II - Jean Bodin (1530 – 1596), jurista francês autor de Sobre a República (1576), foi um dos principais teóricos do absolutismo monárquico na Europa. Pensava a soberania do Estado como ilimitada e defendia que o monarca pode interpretar as leis divinas de forma autônoma,
sem a necessidade de contar com o apoio do papa. O que define e constitui o Estado não é o povo nem o território, é o poder, que, por isso, deve ser absoluto.

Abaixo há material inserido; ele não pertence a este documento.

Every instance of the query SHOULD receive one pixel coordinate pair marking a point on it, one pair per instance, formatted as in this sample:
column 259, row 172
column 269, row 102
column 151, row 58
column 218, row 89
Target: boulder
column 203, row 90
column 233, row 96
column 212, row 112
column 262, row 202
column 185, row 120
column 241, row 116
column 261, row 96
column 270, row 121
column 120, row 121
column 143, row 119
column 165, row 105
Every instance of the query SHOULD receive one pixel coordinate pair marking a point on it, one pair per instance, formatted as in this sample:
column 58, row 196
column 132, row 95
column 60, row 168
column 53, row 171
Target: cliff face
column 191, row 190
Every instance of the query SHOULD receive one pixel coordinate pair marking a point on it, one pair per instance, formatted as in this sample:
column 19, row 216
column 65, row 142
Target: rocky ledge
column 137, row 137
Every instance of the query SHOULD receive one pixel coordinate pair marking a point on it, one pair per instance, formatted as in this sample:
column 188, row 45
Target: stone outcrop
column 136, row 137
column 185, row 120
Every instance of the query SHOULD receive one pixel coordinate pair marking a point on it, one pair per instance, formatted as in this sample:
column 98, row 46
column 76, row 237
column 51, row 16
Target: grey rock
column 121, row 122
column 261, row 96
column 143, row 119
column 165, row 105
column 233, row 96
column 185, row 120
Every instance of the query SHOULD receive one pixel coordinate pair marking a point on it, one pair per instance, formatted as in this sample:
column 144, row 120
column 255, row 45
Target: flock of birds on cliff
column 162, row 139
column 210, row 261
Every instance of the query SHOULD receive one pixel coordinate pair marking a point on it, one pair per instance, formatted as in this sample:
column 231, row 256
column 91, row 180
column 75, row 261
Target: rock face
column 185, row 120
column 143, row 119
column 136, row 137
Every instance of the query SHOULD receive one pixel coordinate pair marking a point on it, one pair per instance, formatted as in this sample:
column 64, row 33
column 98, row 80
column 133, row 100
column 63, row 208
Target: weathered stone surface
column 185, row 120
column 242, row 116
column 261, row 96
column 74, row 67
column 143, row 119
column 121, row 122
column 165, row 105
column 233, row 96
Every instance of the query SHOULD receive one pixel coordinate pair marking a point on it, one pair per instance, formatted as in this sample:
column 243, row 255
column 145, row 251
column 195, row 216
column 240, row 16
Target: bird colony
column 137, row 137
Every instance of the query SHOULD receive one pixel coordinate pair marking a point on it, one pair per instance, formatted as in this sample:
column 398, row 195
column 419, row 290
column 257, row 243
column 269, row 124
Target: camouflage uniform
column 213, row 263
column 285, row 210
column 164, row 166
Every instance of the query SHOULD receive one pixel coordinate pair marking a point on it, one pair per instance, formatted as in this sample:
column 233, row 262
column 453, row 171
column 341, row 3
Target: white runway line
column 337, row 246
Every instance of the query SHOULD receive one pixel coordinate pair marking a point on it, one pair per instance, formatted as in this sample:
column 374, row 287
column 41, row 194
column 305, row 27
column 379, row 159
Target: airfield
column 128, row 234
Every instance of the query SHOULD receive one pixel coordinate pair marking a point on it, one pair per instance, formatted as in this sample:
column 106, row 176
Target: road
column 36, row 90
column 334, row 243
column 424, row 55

Esse poder ou soberania é, para Bodin, o único fator que unifica indivíduos, famílias e grupos num corpo único e perfeito, cimentando a sociedade, que não pode existir sem seu soberano real.
III - Thomas Hobbes (1588 – 1679) foi o principal teórico do absolutismo. Jusnaturalista* convicto, escreveu o Leviatã ou Matéria, Forma e Poder de um Estado Eclesiástico e Civil. Sua teoria é a de que no seu estado de natureza os homens primitivos agem como animais, destruindo-se uns aos outros pela sede de riquezas, propriedades e poder. Homo homini lupus, ou seja, o homem é o lobo do homem. Para sair do estado de barbárie, foi preciso estabelecer um acordo ou pacto social por meio do qual se constituiu o Estado. Cabe a ele refrear a violência generalizada e a mútua destruição. Os homens aceitam que, pelo contrato
a que todos devem aderir, o Estado deve ter o poder absoluto. Para superar o egoísmo e viver
em sociedade, entregam todo o poder ao monarca, que passa, então, a ser o único com direito
ao uso da violência.
* jusnaturalista: aquele que acredita num direito cujo conteúdo é estabelecido pela natureza
IV - John Locke (1632 – 1704) viveu numa Inglaterra que havia se tornado um grande império
mercantilista. Foi o fundador do empirismo filosófico moderno e o teórico da revolução liberal
inglesa, a chamada Revolução Gloriosa de 1688. Em suas obras, com destaque para o Segundo
Tratado sobre o Governo Civil, defende que o homem no estado natural é completamente livre, mas sente a necessidade de limitar essa liberdade a fim de proteger sua propriedade. Enquanto para Hobbes o Estado gerado é absolutista, para Locke o Estado deve garantir certas
liberdades porque, como em qualquer contrato, o feito pode ser desfeito. Além da propriedade, o Estado deve garantir a liberdade de expressão, a possibilidade de reunião em assembleia e, principalmente, a livre iniciativa econômica. A propriedade se transmite por herança, mas o poder político deve ter origem democrática, no parlamento eleito. Aí está a origem da distinção entre sociedade política (Estado) e sociedade civil.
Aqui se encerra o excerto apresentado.